Scott: For me, it started with an ambiguous, almost ominous sense
of responsibility—as in, Holy shit, I’m responsible for this thing. Then there
is the sense of joy. This little thing needs you…and you do what you need
to do because of love. Also, I entered parenting with a woman who advocates for
women’s rights and she reset my expectations in a good way—about creating a balance
in caregiving.

NYC Dads Group: Rob, personally, are there things that you
do now that you are a dad that affect your work?

Rob: I’m trying to leave early to be home in the evenings. I
could stay all night, but there are times now when I can’t take that 5:30 or 6PM
call—I need to go to feed my son or give my wife a break. I’ve tried to be more
consistent, but it’s a real struggle.

NYC Dads Group: How is it received by your colleagues, when
you say you can’t take a 5:30 call?

Rob: It’s absolutely fine.
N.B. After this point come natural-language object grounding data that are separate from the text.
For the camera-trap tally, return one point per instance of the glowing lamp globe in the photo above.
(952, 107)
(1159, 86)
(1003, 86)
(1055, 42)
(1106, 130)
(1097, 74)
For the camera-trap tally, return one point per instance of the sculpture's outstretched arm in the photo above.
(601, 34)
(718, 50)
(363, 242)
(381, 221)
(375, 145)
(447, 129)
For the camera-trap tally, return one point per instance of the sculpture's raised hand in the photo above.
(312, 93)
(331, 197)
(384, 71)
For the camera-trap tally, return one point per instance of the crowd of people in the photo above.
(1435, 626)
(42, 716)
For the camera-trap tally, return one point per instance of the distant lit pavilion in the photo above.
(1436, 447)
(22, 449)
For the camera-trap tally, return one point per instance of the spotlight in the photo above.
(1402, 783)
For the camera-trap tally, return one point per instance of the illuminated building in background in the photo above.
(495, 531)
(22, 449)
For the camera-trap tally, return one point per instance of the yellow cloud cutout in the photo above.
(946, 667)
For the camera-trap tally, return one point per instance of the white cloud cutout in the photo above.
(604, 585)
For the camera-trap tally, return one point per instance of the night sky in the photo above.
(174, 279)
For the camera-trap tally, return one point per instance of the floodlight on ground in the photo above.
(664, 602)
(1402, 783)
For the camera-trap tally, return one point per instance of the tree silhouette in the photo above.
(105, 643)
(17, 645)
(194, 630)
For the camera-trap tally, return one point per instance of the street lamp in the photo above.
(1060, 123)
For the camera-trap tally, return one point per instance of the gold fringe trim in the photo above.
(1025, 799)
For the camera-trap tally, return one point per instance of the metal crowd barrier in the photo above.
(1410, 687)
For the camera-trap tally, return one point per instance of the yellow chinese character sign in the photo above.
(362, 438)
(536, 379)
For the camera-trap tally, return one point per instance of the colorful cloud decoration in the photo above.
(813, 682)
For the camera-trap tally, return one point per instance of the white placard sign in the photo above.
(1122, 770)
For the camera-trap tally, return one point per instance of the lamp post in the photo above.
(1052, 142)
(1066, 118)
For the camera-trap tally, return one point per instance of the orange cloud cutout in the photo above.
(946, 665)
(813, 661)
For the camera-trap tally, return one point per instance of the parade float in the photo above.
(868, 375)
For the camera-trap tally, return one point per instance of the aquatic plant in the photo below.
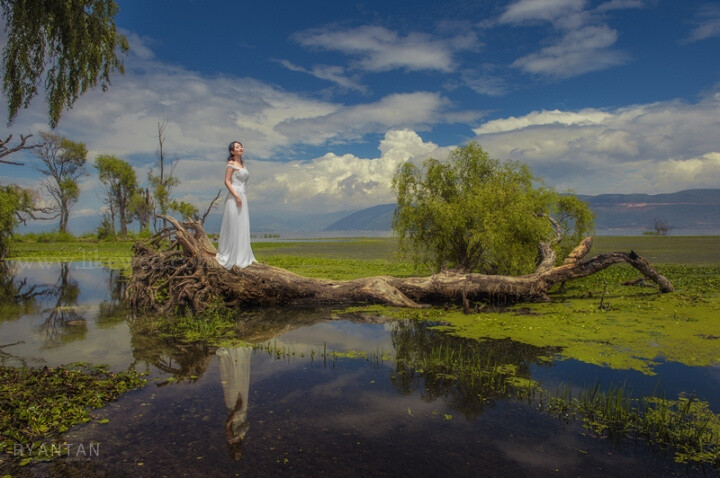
(39, 404)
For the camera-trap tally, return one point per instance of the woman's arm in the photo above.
(228, 184)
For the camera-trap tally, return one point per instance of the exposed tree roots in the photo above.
(177, 268)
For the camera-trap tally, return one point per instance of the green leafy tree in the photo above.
(141, 207)
(186, 209)
(63, 161)
(120, 182)
(17, 205)
(65, 46)
(476, 213)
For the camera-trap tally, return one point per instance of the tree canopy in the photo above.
(63, 161)
(120, 182)
(65, 46)
(478, 214)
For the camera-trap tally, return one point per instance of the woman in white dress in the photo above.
(234, 245)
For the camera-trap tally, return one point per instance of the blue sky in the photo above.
(611, 96)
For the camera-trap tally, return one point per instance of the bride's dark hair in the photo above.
(230, 148)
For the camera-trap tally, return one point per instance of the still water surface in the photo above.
(248, 412)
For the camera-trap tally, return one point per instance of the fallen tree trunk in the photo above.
(177, 268)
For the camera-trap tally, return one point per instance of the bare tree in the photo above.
(163, 183)
(63, 161)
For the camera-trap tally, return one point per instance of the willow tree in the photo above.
(120, 182)
(478, 214)
(63, 46)
(496, 232)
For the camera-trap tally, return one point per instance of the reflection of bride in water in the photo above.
(235, 377)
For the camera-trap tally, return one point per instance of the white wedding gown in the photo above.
(234, 245)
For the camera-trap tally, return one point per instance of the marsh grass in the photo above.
(685, 427)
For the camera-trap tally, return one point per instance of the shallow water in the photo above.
(239, 411)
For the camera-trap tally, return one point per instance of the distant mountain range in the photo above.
(693, 211)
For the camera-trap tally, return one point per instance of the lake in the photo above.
(321, 393)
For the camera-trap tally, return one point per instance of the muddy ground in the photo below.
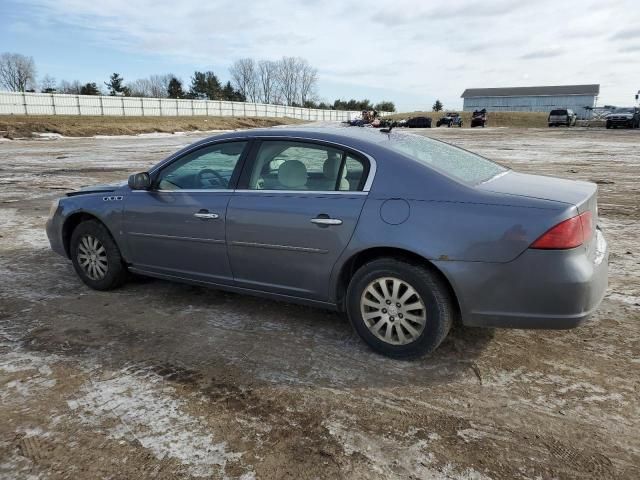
(160, 380)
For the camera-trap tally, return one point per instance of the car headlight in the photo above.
(54, 207)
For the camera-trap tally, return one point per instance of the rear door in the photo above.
(295, 214)
(177, 228)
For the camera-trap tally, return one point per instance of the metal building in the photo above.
(579, 98)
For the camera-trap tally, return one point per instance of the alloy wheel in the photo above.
(92, 257)
(393, 311)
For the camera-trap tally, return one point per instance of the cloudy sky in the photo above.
(407, 51)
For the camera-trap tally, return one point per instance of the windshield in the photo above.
(453, 161)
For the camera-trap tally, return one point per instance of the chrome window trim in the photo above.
(248, 190)
(189, 190)
(310, 192)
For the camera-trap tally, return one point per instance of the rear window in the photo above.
(452, 161)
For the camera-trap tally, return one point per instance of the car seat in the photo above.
(292, 175)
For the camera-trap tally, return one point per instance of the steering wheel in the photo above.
(209, 178)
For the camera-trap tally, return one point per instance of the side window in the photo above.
(354, 173)
(207, 168)
(283, 165)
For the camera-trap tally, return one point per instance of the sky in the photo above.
(409, 52)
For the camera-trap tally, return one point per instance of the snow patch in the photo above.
(149, 413)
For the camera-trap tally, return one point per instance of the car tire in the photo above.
(400, 333)
(96, 257)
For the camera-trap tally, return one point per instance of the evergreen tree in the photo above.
(205, 85)
(174, 89)
(89, 89)
(116, 85)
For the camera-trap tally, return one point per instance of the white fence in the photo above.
(18, 103)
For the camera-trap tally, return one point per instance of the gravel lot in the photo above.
(160, 380)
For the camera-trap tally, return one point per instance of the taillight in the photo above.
(568, 234)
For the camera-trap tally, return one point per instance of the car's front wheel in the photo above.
(96, 257)
(399, 309)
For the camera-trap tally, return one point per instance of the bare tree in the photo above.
(159, 85)
(267, 80)
(308, 82)
(48, 84)
(289, 79)
(17, 72)
(155, 86)
(70, 88)
(244, 76)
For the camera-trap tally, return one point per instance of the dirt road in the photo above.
(160, 380)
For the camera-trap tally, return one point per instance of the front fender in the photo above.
(107, 207)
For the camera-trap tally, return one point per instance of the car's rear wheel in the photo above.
(96, 257)
(398, 309)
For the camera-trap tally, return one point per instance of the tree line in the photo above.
(289, 81)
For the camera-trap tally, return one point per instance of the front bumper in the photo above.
(54, 234)
(540, 289)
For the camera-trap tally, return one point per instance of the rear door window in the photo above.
(452, 161)
(295, 165)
Unilever is that kind of culture.
I just don’t think it’s common enough. Sheryl Sandberg’s announcement was
uncommon because she’s the COO of Facebook,
but it’s not uncommon for women to say that they have to go home to relieve the
nanny, or feed my son, etc. What you don’t hear is a lot of is guys saying,
overtly, the same thing. I think we are only starting to scratch the surface of
that now. Professionally, everything that Prof. Harrington found [see sidebar below] is consistent with what we’ve found as we researched for the launch
of Dove Men Care. Men reach a point in their mid-30s where they get
“comfortable in their own skin.” The single greatest catalyst is the birth of a

NYC Dads Group: Does the balancing act have a negative impact
on your career aspirations?

Rob: I think the only limiting factor is my own capacity. I
work at good company that values these things, and to be honest, the
opportunity is there if I want it. In my 20s, I moved my girlfriend and now
wife several times, I traveled to over 40 countries, I’ve done a bunch of stuff
that helped propel me and gave me the experience to put me in the position that
I’m in now. I wouldn’t make those family trade-offs today, and whether or not
that holds me back, I don’t know. I have to figure out how much capacity I have,
how much I can contribute, and is that enough for this type of position or to
get promoted. Frankly, I’m still trying to figure out what that right balance
is, but I can tell you that I’ve scaled back the intensity of my job, because of
this thing that has shoehorned it’s way in to my life that is infinitely more
important to me.

NYC Dads Group: Scott, tell us about the leadership you’ve
taken in this area as CEO of Meetup?

Scott: We introduced a one-month paternity leave, which many
dads are taking advantage of. Policies are important, but I just sort of model
it. We’re a small business, 80 people, many dads and moms, so we’re asking the
question: how do you build a sustainable company for the long run that is both
competitive and a great place to work? I’ve been upfront about what I need to
do to be a good parent and be part of a fast-growing company. Maybe that means
I need to take the morning off to go to a music class. Modeling a culture that
is healthy and is sustainable long-term is what I’m paying attention to.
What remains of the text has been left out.